In the off-season, Ramirez had someone to talk to, his brother, Omar, about went wrong last season.
Ramirez and Omar always seem to be together, in their home, or on the field. Soccer unites them.
"We're always talking about what we can do better," Ramirez said.
The two brothers are roommates and teammates. They also play the same positions, striker and midfield.
Omar is more of a goofball at practice. As the oldest, Ramirez has a little more sense of urgency.
This season is his final one with the Mustangs' varsity program. He is one of two captains, an honor bestowed on players who can lead a team.
One way to motivate a team is by being vocal, something Ramirez has never set out to do. It just happened last week, him giving a speech to teammates before the team's first league contest.
The Mustangs hadn't played much up to this point. Ramirez didn't know what he was going to say to the team. The words just came out.
The match that day was so important to Ramirez that he needed to express himself.

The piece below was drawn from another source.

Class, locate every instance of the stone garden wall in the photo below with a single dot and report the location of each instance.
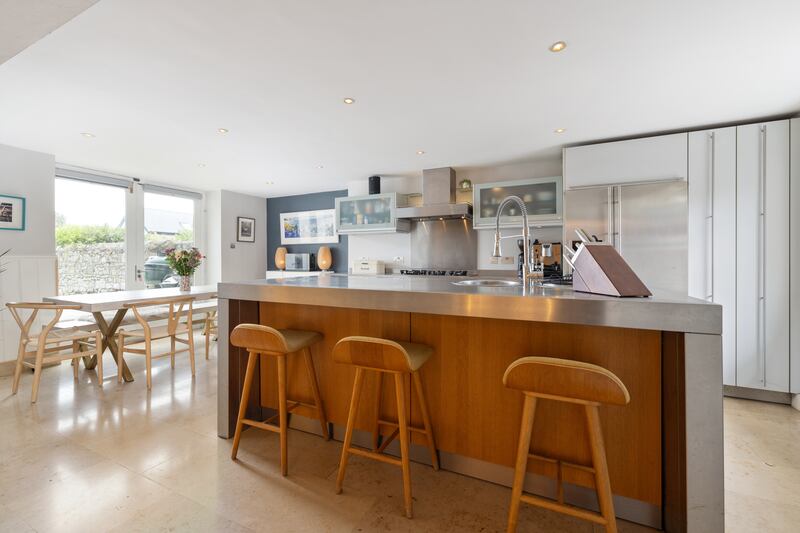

"I don't think they knew what Estancia really was," said Ramirez, referring to the Mustangs' opponent in the Battle for the Bell rivalry series. "Estancia always sees us as easy, 'All right. We'll just play these guys and we'll win, and we'll win next time.' I felt like I needed to tell my players what this meant to us, [to] the youngest guys [on the team] and the first-timers on varsity. It was pretty motivating. I motivated myself."
It is one thing to speak up and another to back up those words. Ramirez delivered the message for the Mustangs and then won them over with his play right away.
In the second minute, Ramirez found the back of the net. The goal was enough for the Mustangs to upset the Eagles, 1-0, and give them just their second win against their rivals in seven seasons.
"When we realized we could beat our rival, we said, 'This is our year!'" Ramirez said.
It just might be the Mustangs' season. Two days after beating Estancia, Ramirez recorded another goal, helping the Mustangs tie Godinez, 2-2, in a league match.
On Wednesday, Ramirez led Costa Mesa to a tie against defending league champion Saddleback. He didn't record a goal, and neither did the Roadrunners, ranked No. 9 in the CIF Southern Section Division 5 poll, but it was still a good result for the Mustangs.
"In the 10-11 years of coaching at the youth level, I've only met a handful of kids that are as disciplined, as professional, as hard working as he is," Hernandez said of Ramirez, who plans to attend San Francisco State University and study kinesiology. "To me, he's one of the most impressive young men I have ever met."
Born: April 20, 1995
Hometown: Costa Mesa
Weight: 140 pounds
Sport: Boys' soccer
Coach: Amos Hernandez
Favorite food: Mexican enchiladas
Favorite athletic moment: "Scoring the only goal against [the Eagles in the Orange Coast League opener last week]."
Week in review: Ramirez scored a goal in the Mustangs' 1-0 win against Estancia in an Orange Coast League opener and he recorded another goal in a 2-2 tie against Godinez.